Jill aveva fatto ritorno senza un occhio e con un braccio maciullato.
Siede vicino ad Ada, la fasciatura ben stretta al fianco e un cipiglio
crudele sul bel viso pallido.
Non mi
ritirerò, sire, era stato tutto quello che
aveva detto, ed era stata di parola. Ma l'esercito di Simmons era
grande, forse troppo.
Vantava più di ottomila uomini, molti mercenari comprati con
i soldi di Marius Gionne - morto di crepacuore, secondo le Ombre della
Wong.
Ada picchietta le dita sul tavolo, solleva a malapena lo sguardo quando
il re entra nella tenda - l'elmo sotto il braccio, una striscia di
sangue sul viso.
"Quanti?" chiede, e Chris si stropiccia le palpebre, appoggiando i
gomiti sulle ginocchia.
"Cinquecento, almeno. La strategia e la posizione di vantaggio sul
crinale ci permettono di limitare i danni, ma non stiamo facendo
progressi."
Il re annuisce bruscamente, rigido.
Ada studia la sua figura, le spalle contratte, il mantello sporco di
fango e terra.
"Non riusciamo ad avvicinarci a sufficienza; le macchine da guerra di
Lansdale ci colpiscono ancora prima che riusciamo ad arrivare alle loro
trincee."
Piega le labbra in una linea sottile e pallida, il re, cerca Ada - i
suoi occhi.
Leon deglutisce, le sfiora la coscia - qualche cicatrice in
più e un dito in meno alla mano sinistra.
"Stanotte." replica Ada, chiedendosi se questo sia il prezzo della
libertà "Le mie Ombre agiranno stanotte."
Wesker si volta, alza la mano nella sua direzione - la congeda.
"Vorrei parlare un momento da solo con Chris. E Claire."
Claire alza un sopracciglio, fissa Chris - il re.
Ada si alza, stanca:
vuole solo lavarsi via il sudore e la polvere di una giornata che
sembra non finire mai.
Leon la segue, dietro Jill e Alexia - un profilo che Wesker sorveglia
fino a quando non si dissolve nel silenzio della sera.

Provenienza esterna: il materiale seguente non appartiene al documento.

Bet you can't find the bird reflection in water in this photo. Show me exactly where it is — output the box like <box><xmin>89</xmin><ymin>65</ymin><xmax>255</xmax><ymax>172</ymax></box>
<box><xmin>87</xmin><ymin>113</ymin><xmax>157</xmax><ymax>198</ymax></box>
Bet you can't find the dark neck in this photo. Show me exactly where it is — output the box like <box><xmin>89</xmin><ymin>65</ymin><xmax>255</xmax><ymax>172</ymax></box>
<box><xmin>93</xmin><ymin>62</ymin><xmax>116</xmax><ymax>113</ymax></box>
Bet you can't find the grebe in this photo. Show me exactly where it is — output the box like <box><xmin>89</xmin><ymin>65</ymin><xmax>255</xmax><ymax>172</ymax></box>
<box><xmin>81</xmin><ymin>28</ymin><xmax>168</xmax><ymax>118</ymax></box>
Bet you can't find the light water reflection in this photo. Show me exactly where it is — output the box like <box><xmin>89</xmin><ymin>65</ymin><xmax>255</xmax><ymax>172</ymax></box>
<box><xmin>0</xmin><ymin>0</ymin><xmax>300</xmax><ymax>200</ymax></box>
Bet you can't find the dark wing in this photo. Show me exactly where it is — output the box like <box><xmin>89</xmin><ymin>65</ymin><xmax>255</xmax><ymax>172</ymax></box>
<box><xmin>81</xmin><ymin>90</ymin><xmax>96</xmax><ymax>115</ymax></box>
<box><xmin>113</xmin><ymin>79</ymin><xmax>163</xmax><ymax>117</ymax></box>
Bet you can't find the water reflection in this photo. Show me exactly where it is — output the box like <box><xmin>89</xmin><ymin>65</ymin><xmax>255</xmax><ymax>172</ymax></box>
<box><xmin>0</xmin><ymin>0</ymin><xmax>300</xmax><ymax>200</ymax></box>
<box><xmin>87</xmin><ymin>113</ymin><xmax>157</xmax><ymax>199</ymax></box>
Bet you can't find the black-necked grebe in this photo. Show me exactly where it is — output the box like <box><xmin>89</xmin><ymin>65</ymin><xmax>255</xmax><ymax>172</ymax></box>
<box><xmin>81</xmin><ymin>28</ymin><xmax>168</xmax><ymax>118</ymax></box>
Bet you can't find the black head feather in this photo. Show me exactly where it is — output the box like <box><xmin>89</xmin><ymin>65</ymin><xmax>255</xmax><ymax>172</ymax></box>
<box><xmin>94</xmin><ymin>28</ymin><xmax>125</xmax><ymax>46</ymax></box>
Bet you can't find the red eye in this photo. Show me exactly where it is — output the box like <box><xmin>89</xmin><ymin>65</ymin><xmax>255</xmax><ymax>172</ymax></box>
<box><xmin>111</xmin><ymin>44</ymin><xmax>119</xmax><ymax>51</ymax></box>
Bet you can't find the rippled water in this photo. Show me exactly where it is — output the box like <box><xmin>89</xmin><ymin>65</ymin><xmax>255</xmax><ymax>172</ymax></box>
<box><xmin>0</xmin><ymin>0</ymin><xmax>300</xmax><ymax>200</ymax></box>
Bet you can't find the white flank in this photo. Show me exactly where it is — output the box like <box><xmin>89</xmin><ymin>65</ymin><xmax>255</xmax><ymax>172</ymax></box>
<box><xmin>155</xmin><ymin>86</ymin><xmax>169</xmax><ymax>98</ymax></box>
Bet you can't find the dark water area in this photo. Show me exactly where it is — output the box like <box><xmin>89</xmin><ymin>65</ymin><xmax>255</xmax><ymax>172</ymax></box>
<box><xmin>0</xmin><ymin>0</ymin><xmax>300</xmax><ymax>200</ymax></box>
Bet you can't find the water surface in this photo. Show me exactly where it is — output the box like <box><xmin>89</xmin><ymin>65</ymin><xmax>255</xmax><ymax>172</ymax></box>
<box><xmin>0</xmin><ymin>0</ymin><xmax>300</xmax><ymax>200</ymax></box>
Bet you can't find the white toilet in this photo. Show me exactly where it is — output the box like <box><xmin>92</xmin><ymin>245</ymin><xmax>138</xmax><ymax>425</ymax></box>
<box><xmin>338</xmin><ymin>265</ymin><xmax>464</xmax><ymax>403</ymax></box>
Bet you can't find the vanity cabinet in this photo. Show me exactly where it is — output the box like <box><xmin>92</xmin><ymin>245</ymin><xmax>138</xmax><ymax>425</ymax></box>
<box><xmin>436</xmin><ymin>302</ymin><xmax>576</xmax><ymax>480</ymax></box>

"Chi?" chiede solo Chris, ed è invecchiato il viso del suo
capitano - meno disteso, solcato da nuove rughe.
"Gli Ashford."
Gli occhi di Claire si spostano sull'ingresso della tenda, tornano poi
dal re.
"Quando?"
"Non lo so."
"Io cosa c'entro?" interviene Claire, tossendo.
"I tuoi arcieri. Alexia non vanta più di trecento uomini,
tutti arcieri. Mi serve che quando
avverrà voi siate pronti a schiacciarli. A
distruggerli senza esitazione."
"Non ci sta chiedendo altro da settimane, sire." intercala
Chris, caustico.
"È la guerra, Chris."
Redfield batte le mani sul tavolo, si avvicina.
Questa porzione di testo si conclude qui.